Faceted line plots are then created below for a graphical comparison of the study cases:

# plot comparison
df_alpha %>% 
  ggplot(aes(n1, alpha, col = prob)) +
  geom_line(linewidth = 2) +
  facet_grid(rows = vars(type), cols = vars(n2)) +
  labs(
    title = "Empirical alpha",
    subtitle = glue("Significance level: {alpha}")
  )

It’s clear to see that the sample sizes \(n1\) and \(n2\) have a great impact to how good the asymptotic approximation is. When we have small sample sizes, \(\chi^2_\text{df}\) does not approximate well to \(-2\ln\Lambda\) resulting to underestimate \(\alpha\). If we use the \((1-\alpha)100\%\) quantile of the random samples to control the significant level, we will end up have a probability larger than \(\alpha\) to make a Type I error.

Another factor affecting the goodness of the large-sample asymptotic approximation is the multinomial probabilities \(\pi_j\). When we have an unequal (unbalanced) probabilities across categories, we will need bigger sample sizes to get a good approximation.
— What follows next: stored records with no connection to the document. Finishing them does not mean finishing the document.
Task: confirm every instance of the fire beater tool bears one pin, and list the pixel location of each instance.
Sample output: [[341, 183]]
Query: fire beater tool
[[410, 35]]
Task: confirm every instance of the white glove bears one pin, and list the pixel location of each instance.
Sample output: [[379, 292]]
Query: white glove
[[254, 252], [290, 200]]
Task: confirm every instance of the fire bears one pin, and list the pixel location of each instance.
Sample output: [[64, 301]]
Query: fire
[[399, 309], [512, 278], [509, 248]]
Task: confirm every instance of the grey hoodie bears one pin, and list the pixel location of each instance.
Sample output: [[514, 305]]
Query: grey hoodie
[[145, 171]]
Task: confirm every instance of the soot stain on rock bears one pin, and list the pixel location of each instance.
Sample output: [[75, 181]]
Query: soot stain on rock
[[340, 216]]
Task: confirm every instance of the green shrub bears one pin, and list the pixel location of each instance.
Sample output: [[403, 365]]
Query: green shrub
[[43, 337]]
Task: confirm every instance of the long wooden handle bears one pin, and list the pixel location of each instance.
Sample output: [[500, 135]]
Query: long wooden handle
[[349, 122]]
Compared to LRT test statistics, Pearson’s test statistic performs much better. LRT test statistic performs very poorly in the case of small sample sizes.

Empirical Power

Using the same workflow, we next study how good the asymptotic approximation is for the test power. To inspect the power, the two multinomials are generated using different probabilities in each sample contingency table in the following three scenarios:

Compare Equal vs Mixed 1 (prob 1 vs. 2)
Compare Equal vs Mixed 2 (prob 1 vs. 3)
Compare Mixed 1 vs Mixed 2 (prob 2 vs. 3)
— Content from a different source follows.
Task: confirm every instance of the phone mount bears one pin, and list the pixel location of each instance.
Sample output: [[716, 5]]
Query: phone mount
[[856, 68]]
# MC simulation for empirical alpha
df_power <- expand_grid(
    n1 = sample_sizes,
    p1 = probs,
    n2 = sample_sizes,
    p2 = probs,
    type = types
  ) %>% 
  rowwise() %>% 
  mutate(
    match1 = match(list(p1), probs),
    match2 = match(list(p2), probs)
  ) %>% 
  # remove unwanted combinations
  filter(match1 < match2) %>% 
  mutate(
    power = rejection_rate(N, n1, p1, n2, p2, cutoff, type, seed),
    # create legend labels
    prob = glue("{match1} vs {match2}") 
  )

# print the results
df_power %>% 
  select(-match1, -match2) %>% 
  mutate(across(everything(), toString))

Faceted line plots are created below for comparison of the study cases:

# plot comparison
df_power %>% 
  ggplot(aes(n1, power, col = prob)) +
  geom_line(linewidth = 2) +
  facet_grid(rows = vars(type), cols = vars(n2)) +
  labs(
    title = "Empirical Power",
    subtitle = glue("Significance level: {alpha}")
  )

Compared to the previous study on the empirical alpha, we have similar conclusions on the empirical power: sample sizes play an important role in how well we can apply large-sample LRT theory. We also notice that the greater difference between \(H_0\) and \(H_A\), the better the asymptotic test performs (with fixed sample sizes). Among these three scenario, the difference between equal mode (\(p_1\)) and mixed 2 (\(p_3\)) is the largest. Therefore, it has the best performance on the empirical power (with fixed sample sizes).

Future Study

There are some interesting topics remained for further studies. One is how to deal with \(\ln 0\). In this study, inconsistent methods are used to avoid \(\ln 0\). For the cells with zero expected counts (i.e. \(\ln \text{Exp}_{ij} =\ln 0\)), we add 0.5 to the zero expected counts. For the cells with zero observed counts (i.e. \(\ln \text{Obs}_{ij}=\ln 0\)) that cause problems in calculating LRT test statistics, we just remove them from the calculating rejection rates without any study to support if these are appropriate.

The other is the cells with smaller counts. We are often told the rule of the thumb to apply the large-sample LRT theory: “at least 80% of expected counts are greater than 5 and none are less than 1”, or “none of expected counts are zero”, etc. It will be interesting to keep track of number of such cells in each sampled contingency table and study how these impact the asymptotic test results.